The smartest move for real-estate developers is to continue investing in cities that have many transportation options available to their potential tenants.
TDM Takeaway Transit-oriented development, the foundation upon which transportation demand management rests, benefits the community and real-estate developers. This makes partnerships between developers and planners possible.
And growing cities need to embrace transit-oriented development to remain competitive.
Those are the findings of a recent report that explores 10 major cities (Mexico City, Manhattan, Los Angeles, Chicago, Toronto, Washington D.C., Miami, Atlanta, Boston, and San Francisco) experiencing rapid population growth. Most commercial and residential development in these places has been transit oriented.
Underlying the report is the fact that Americans are moving back to the urban core in significant numbers, led by Millennials, who have a distinct generational preference for transit-oriented, walkable urban places.
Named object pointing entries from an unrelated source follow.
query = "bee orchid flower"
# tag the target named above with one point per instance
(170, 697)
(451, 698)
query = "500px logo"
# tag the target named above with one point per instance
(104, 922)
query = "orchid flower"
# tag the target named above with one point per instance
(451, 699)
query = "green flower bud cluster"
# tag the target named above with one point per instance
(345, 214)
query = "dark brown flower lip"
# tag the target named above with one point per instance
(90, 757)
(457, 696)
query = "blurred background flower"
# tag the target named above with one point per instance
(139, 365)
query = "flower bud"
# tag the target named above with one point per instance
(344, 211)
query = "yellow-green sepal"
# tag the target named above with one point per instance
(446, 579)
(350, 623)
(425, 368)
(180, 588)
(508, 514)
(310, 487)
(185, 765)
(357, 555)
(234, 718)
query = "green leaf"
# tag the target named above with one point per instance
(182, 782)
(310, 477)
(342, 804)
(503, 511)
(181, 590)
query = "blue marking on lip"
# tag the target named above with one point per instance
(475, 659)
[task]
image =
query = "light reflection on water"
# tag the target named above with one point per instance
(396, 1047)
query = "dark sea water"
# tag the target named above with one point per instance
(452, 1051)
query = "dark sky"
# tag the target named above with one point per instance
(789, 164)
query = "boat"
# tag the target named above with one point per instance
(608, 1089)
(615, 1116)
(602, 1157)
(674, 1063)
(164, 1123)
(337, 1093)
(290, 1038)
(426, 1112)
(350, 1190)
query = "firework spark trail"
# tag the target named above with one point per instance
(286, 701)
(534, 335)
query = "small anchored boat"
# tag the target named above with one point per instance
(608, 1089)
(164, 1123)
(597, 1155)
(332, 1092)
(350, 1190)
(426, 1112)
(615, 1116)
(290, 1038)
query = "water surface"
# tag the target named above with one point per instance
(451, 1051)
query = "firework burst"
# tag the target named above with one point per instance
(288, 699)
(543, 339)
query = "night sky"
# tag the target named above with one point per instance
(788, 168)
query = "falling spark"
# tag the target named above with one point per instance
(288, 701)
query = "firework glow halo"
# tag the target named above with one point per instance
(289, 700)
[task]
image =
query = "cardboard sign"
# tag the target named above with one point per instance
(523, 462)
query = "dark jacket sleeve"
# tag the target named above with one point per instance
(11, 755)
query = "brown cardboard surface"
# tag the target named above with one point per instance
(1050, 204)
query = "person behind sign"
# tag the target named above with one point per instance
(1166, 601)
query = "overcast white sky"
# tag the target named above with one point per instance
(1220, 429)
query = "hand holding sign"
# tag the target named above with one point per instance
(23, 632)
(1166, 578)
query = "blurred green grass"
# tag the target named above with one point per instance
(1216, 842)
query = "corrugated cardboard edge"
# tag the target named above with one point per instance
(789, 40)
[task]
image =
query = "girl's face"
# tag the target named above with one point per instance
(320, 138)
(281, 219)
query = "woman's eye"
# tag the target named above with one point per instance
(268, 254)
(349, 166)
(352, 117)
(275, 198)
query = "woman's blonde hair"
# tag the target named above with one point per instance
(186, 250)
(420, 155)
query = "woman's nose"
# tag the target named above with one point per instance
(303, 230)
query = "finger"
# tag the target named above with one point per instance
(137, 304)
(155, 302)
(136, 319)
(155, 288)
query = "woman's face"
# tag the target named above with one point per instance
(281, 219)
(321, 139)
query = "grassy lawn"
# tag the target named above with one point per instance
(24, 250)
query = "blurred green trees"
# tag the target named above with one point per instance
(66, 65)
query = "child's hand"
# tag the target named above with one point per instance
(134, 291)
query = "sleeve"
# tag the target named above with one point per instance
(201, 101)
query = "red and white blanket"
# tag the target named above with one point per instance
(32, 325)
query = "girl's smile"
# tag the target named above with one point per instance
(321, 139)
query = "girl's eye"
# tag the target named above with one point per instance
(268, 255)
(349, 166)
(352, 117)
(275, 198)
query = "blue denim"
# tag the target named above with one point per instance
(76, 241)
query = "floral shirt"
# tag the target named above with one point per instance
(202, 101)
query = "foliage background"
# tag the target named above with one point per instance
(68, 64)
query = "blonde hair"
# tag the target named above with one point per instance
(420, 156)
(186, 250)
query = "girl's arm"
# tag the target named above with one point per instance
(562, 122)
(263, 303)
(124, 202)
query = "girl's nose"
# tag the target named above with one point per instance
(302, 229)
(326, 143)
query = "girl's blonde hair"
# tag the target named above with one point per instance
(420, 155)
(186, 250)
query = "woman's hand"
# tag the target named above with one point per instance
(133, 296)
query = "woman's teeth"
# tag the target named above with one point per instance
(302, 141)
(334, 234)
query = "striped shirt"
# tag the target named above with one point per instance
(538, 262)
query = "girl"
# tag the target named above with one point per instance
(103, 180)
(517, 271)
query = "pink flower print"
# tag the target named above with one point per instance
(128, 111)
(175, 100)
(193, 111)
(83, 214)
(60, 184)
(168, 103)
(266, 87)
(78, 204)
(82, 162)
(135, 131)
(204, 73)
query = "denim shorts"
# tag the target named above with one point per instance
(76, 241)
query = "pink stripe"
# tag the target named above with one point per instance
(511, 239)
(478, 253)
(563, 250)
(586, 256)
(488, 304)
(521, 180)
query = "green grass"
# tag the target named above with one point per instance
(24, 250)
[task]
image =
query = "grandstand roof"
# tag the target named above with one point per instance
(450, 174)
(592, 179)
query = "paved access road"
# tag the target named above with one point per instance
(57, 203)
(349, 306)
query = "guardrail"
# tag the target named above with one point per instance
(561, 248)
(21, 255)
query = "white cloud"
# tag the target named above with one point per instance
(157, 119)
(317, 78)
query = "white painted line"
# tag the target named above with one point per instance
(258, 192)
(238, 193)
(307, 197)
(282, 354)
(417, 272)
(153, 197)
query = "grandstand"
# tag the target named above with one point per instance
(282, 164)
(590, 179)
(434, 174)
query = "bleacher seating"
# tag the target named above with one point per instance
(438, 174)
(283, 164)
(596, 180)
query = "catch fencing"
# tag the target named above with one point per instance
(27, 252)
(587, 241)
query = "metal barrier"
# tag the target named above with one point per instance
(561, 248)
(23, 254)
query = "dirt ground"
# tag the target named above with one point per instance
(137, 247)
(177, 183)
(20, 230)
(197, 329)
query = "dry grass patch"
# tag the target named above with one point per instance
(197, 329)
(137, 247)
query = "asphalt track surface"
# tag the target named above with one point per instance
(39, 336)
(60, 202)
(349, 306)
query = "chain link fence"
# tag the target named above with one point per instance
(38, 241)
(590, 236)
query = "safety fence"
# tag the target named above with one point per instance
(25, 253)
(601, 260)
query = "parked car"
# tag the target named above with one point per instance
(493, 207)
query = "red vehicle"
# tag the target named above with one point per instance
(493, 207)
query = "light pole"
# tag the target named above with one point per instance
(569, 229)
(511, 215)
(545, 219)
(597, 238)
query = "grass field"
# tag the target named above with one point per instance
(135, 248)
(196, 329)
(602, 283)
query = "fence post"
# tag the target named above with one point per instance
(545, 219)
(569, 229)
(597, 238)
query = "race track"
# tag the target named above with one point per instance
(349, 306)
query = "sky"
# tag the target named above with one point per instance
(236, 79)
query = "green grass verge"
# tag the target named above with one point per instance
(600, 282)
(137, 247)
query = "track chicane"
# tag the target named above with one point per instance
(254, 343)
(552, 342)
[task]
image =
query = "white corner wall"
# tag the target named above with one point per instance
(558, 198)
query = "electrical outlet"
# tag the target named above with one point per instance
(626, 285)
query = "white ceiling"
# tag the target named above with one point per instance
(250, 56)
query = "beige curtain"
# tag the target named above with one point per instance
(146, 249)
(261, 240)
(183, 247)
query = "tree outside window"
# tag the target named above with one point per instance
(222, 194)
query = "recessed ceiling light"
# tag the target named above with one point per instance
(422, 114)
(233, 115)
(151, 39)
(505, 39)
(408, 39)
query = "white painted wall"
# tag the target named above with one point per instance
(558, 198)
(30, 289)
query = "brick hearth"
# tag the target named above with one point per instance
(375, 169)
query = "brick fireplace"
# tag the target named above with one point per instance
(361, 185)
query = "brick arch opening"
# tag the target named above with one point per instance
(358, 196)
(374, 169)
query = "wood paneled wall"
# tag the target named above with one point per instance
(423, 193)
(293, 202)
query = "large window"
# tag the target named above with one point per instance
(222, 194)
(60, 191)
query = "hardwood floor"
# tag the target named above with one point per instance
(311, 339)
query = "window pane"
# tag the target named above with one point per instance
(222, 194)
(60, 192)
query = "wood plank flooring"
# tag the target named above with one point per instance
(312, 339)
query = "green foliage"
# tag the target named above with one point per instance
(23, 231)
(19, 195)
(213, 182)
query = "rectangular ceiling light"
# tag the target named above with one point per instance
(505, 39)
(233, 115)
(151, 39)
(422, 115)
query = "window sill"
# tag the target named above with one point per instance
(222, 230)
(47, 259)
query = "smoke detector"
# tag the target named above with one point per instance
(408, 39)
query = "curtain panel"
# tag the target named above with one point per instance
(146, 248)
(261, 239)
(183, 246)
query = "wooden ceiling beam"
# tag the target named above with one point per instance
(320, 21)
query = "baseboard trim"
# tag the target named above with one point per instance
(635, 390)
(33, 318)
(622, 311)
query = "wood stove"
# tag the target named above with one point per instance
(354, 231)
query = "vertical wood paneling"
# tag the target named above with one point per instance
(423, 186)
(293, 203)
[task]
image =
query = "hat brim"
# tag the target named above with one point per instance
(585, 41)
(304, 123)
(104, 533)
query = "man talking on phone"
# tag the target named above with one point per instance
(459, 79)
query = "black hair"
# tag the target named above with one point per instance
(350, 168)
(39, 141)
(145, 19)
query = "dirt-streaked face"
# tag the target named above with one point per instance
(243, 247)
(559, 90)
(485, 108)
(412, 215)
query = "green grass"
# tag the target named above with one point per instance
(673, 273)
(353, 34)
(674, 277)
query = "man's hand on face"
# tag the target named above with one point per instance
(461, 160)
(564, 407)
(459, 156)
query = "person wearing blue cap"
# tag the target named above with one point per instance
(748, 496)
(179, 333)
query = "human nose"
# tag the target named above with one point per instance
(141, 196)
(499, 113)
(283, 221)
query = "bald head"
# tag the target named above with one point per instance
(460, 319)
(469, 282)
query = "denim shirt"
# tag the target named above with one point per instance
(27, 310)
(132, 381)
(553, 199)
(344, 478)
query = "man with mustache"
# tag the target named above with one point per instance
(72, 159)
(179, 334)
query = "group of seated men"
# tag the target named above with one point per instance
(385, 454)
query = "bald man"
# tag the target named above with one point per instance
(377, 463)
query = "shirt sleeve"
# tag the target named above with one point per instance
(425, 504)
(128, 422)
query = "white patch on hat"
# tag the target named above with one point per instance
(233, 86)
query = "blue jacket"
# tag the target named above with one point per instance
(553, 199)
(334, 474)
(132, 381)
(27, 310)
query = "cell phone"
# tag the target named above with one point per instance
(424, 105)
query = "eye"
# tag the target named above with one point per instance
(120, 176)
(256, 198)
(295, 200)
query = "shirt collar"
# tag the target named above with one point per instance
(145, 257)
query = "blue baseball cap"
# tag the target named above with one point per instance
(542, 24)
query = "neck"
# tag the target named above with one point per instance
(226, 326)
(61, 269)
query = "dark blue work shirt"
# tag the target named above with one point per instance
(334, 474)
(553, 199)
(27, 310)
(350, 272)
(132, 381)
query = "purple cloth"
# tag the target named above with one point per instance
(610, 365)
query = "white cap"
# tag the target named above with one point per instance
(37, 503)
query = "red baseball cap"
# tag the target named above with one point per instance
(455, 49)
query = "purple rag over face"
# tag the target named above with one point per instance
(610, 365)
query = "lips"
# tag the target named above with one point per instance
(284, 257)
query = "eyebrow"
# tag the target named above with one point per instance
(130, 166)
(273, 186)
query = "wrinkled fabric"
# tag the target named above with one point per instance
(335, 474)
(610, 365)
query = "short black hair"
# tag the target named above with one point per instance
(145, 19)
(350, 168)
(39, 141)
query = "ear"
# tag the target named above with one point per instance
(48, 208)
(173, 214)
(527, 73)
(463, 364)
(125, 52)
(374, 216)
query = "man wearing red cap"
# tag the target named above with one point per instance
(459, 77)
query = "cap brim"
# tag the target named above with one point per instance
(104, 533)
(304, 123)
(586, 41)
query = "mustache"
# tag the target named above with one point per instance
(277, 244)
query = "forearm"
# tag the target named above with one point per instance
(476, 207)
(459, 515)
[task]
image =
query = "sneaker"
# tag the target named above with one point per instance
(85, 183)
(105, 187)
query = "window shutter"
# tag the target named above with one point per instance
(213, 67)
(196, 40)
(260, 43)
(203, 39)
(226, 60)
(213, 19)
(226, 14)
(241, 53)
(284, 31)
Businesses, too, are choosing to locate in the central cities in greater numbers, eager to gain a comptitive advantage by capturing this population of potential employees and consumers.
This migration means that growing cities are faced with more traffic congestion and longer commutes. To mitigate these problems, and for cities to remain competitive, the report’s authors say, cities should invest in transit and transit-oriented development.
The report is authored by Cushman and Wakefield, a real-estate services firm “delivering integrated solutions to landlords, tenants, and investors.”
The report acknowledges increased construction costs associated with building TOD, mostly infrastructure improvements and higher land costs.
The report finds, too, a value premium associated with TOD: 10 to 25 percent for most markets, with the exception of Manhattan and San Francisco, where almost all development is TOD.
Washington D.C. in particular has a significant value premium associated with walkable and transit-adjacent properties: The report quotes a 2011 Washington Metropolitan Area Transit Authority (WMATA) study showing that the value of real estate within a half mile of a Metro station comprises 28 percent of the area’s total.
While the report is focused on 10 markets in particular, its authors say the “transit-oriented development phenomenon is playing out in markets around the globe.”
It’s not just the urban core that’s seeing growth, either. Expansion is also taking place, according to the report, “in suburban markets that have good transit and/or have embraced the live-work-play model.”